I'm providing complete code so not to make assumptions about image_to_matrix() and matrix_to_image() methods. Take it from there.
I've kept your logic intact otherwise, but if you're only intending to embed the secret in the LSB, you can ditch pixel_bit, set its value to zero and simplify whatever constants result out of it. For example, in embed() you'd simply get mask = 0xfe, while any bitshifts by 0 are inconsequential.
import numpy as np
from PIL import Image
class Steganography:
def embed(self, cover_file, secret_file, color_plane, pixel_bit):
cover_array = self.image_to_matrix(cover_file)
secret_array = self.image_to_matrix(secret_file)

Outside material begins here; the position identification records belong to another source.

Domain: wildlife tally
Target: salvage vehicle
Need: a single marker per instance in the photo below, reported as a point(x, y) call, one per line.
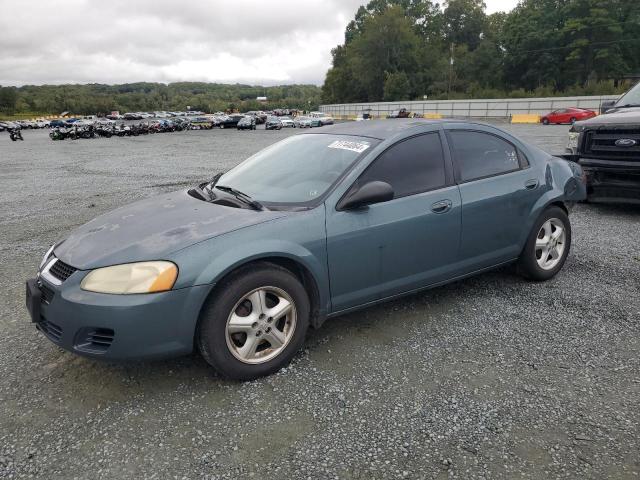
point(400, 113)
point(230, 121)
point(608, 149)
point(311, 227)
point(247, 123)
point(322, 118)
point(303, 122)
point(567, 115)
point(273, 123)
point(287, 122)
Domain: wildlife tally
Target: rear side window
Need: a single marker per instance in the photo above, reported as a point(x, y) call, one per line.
point(411, 166)
point(480, 155)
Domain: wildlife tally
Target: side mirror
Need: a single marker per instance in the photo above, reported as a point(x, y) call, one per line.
point(368, 194)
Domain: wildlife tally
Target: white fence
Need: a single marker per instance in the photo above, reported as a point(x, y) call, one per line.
point(488, 108)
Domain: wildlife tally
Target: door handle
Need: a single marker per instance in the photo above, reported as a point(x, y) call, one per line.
point(442, 206)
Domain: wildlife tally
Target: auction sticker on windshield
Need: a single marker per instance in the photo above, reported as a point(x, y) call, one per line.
point(358, 147)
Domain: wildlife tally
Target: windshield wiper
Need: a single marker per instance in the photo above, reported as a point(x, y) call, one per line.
point(243, 197)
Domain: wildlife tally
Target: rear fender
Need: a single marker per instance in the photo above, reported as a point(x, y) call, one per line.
point(564, 185)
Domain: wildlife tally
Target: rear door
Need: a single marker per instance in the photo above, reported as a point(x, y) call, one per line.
point(402, 244)
point(498, 190)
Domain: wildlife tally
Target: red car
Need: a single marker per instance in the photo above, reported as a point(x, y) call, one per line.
point(567, 115)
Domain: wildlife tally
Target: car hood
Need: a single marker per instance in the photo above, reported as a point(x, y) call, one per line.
point(152, 228)
point(615, 116)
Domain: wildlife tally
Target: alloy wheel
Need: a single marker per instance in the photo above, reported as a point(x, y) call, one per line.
point(261, 325)
point(550, 244)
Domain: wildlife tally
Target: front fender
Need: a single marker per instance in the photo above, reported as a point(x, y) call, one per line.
point(299, 237)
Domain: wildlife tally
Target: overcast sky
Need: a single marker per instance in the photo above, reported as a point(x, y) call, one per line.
point(117, 41)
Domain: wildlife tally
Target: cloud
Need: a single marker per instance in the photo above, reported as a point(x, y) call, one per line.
point(117, 41)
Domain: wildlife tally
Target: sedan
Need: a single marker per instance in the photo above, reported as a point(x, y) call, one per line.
point(303, 122)
point(273, 123)
point(567, 115)
point(287, 122)
point(312, 227)
point(247, 123)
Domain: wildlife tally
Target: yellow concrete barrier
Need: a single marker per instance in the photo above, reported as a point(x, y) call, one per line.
point(525, 118)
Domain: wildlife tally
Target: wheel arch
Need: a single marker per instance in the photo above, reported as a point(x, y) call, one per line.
point(293, 265)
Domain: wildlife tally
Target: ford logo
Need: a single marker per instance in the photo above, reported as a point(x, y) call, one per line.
point(625, 142)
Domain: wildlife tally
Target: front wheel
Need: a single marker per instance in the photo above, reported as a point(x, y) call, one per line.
point(548, 245)
point(255, 323)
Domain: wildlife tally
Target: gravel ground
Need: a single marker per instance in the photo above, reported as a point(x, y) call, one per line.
point(491, 377)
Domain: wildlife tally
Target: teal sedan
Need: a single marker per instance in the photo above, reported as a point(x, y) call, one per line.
point(319, 224)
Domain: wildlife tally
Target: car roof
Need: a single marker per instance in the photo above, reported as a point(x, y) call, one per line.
point(383, 129)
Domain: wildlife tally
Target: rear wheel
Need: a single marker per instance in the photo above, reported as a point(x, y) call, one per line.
point(548, 245)
point(255, 323)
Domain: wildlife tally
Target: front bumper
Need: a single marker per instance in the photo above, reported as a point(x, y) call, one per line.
point(612, 181)
point(118, 327)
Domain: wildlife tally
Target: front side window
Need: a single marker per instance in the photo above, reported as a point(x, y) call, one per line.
point(297, 170)
point(411, 166)
point(480, 155)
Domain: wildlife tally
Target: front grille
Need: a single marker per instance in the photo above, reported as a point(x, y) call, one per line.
point(46, 294)
point(94, 340)
point(602, 144)
point(61, 270)
point(51, 330)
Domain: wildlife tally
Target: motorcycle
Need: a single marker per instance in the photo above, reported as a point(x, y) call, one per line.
point(15, 134)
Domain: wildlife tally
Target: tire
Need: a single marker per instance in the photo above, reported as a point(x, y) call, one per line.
point(551, 221)
point(223, 350)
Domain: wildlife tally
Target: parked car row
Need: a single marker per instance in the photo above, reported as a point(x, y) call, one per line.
point(109, 128)
point(23, 124)
point(147, 115)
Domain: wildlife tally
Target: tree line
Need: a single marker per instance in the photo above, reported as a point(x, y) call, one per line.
point(407, 49)
point(142, 97)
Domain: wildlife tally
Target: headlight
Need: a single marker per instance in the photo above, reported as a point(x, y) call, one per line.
point(141, 277)
point(46, 257)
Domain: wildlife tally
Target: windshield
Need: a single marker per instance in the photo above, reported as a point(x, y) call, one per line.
point(632, 97)
point(298, 169)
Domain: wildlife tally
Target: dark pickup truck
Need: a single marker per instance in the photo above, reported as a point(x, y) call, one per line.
point(608, 149)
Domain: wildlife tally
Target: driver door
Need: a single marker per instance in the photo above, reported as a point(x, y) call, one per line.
point(403, 244)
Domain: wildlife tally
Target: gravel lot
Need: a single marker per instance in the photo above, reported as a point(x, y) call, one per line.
point(491, 377)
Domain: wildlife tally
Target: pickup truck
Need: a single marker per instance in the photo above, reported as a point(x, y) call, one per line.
point(608, 149)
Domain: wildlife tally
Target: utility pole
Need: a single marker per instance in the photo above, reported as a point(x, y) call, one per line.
point(450, 72)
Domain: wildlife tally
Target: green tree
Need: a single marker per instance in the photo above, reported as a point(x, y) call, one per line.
point(8, 99)
point(396, 86)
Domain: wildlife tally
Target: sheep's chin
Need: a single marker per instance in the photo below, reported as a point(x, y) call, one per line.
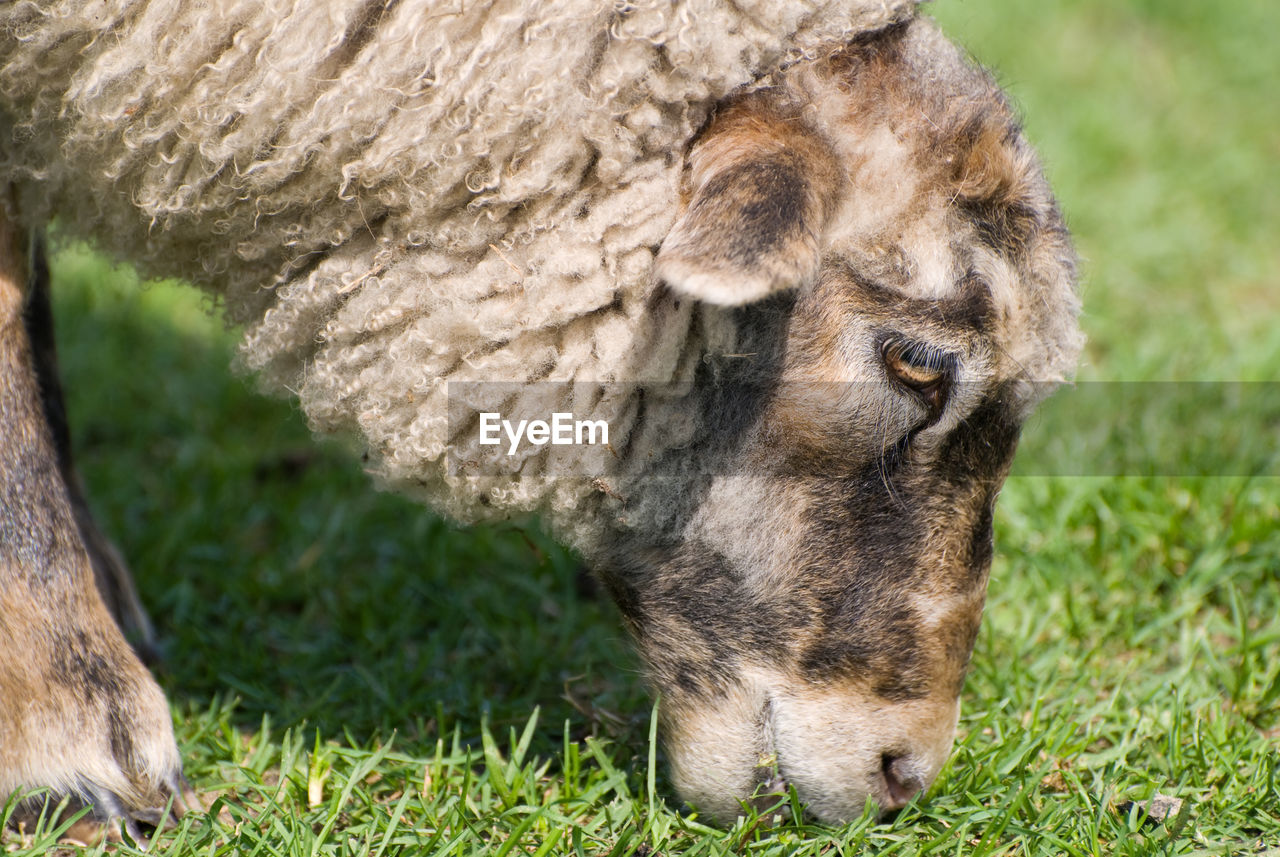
point(837, 747)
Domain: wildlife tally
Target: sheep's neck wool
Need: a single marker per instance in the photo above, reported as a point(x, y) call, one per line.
point(394, 198)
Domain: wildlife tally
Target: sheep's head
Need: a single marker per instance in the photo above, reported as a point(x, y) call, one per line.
point(903, 287)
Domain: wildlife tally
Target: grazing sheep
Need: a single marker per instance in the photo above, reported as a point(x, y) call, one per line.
point(795, 257)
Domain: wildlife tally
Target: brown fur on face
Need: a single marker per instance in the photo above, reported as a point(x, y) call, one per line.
point(813, 623)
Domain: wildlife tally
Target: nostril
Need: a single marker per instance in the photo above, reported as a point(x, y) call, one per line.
point(900, 780)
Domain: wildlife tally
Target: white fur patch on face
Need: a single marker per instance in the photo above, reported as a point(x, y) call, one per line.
point(835, 745)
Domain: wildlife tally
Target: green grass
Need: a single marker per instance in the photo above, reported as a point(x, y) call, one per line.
point(353, 677)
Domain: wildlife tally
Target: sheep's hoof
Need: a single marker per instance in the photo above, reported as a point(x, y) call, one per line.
point(106, 819)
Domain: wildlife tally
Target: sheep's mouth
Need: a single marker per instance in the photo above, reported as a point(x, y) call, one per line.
point(769, 784)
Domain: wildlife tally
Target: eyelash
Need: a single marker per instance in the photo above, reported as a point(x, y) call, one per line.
point(924, 370)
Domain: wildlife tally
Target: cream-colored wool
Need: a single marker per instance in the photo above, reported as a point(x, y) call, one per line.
point(393, 197)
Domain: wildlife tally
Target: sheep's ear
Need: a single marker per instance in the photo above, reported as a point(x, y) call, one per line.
point(759, 191)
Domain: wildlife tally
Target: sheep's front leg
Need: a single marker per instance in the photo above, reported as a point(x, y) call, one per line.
point(80, 714)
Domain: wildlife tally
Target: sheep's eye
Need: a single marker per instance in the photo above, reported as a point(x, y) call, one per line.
point(922, 369)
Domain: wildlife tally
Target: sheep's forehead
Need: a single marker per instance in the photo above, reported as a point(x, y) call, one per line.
point(942, 192)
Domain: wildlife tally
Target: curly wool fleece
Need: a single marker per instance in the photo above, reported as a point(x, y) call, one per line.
point(393, 197)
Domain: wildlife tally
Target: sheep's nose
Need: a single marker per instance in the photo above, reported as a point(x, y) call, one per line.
point(901, 780)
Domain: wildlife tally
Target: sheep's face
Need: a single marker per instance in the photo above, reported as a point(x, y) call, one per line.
point(810, 623)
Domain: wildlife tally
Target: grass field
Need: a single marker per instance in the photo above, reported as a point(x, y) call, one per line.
point(351, 676)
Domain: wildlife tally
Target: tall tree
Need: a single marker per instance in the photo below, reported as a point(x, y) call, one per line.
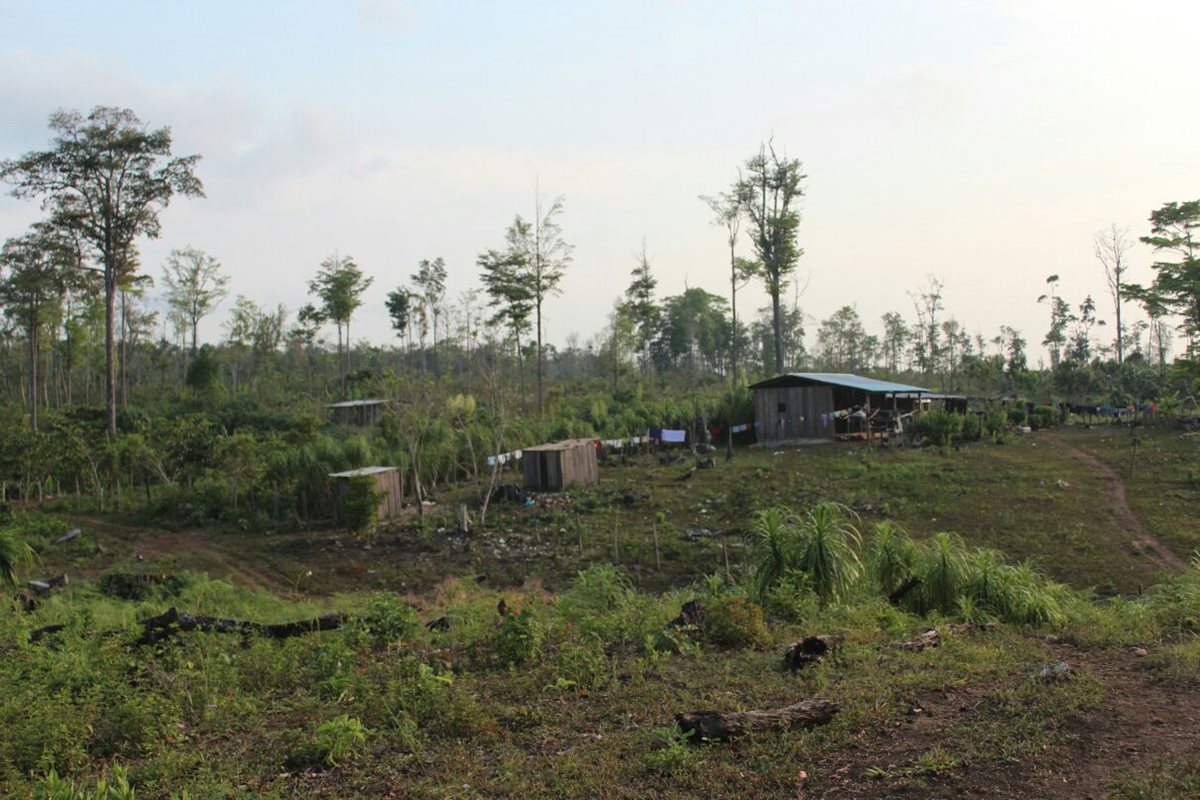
point(1060, 317)
point(768, 192)
point(895, 341)
point(503, 281)
point(31, 289)
point(431, 281)
point(642, 310)
point(1111, 248)
point(340, 284)
point(928, 335)
point(107, 176)
point(1176, 287)
point(529, 271)
point(727, 214)
point(195, 287)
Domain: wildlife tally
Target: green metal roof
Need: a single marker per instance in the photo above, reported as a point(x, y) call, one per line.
point(838, 379)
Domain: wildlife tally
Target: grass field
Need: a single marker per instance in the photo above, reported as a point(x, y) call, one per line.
point(571, 689)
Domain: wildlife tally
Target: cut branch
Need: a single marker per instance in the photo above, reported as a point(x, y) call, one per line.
point(172, 621)
point(726, 725)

# every bit except the one at `pixel_bit` position is 1
mask = 0xff ^ (1 << pixel_bit)
# shift the MSB of the secret to the `pixel_bit` position
secret_bits = ((secret_array[...,color_plane] >> 7) << pixel_bit)
height, width, _ = secret_array.shape
cover_plane = (cover_array[:height,:width,color_plane] & mask) + secret_bits
cover_array[:height,:width,color_plane] = cover_plane
stego_image = self.matrix_to_image(cover_array)
return stego_image
def extract(self, stego_file, color_plane, pixel_bit):
stego_array = self.image_to_matrix(stego_file)
change_index = [0, 1, 2]
change_index.remove(color_plane)
stego_array[...,change_index] = 0
stego_array = ((stego_array >> pixel_bit) & 0x01) << 7
exposed_secret = self.matrix_to_image(stego_array)
return exposed_secret
def image_to_matrix(self, file_path):
return np.array(Image.open(file_path))
def matrix_to_image(self, array):
return Image.fromarray(array)
When I run it, it all completes within a second.
plane = 0
bit = 1
cover_file = "cover.jpg"
secret_file = "secret.jpg"
stego_file = "stego.png"
extracted_file = "extracted.png"
S = Steganography()
S.embed(cover_file, secret_file, plane, bit).save(stego_file)
S.extract(stego_file, plane, bit).save(extracted_file)
Notes
Your display_bit_plane_optimised() was reasonably optimised, but it had a bug if color_bit was anything but 0. The line
message_matrix = message_matrix & mask
zeros every other bit, but unless color_bit is 0, the values will be some other power of 2. So when you come to
message_matrix[message_matrix == 1] = 1 << 7
no pixel is modified. If you want to keep your way, you have to change the last line to
message_matrix[message_matrix != 0] = 1 << 7
My approach was simply to bring the embedded bit to the LSB position, zero out every other bit and then shift it to the MSB position with no conditionals.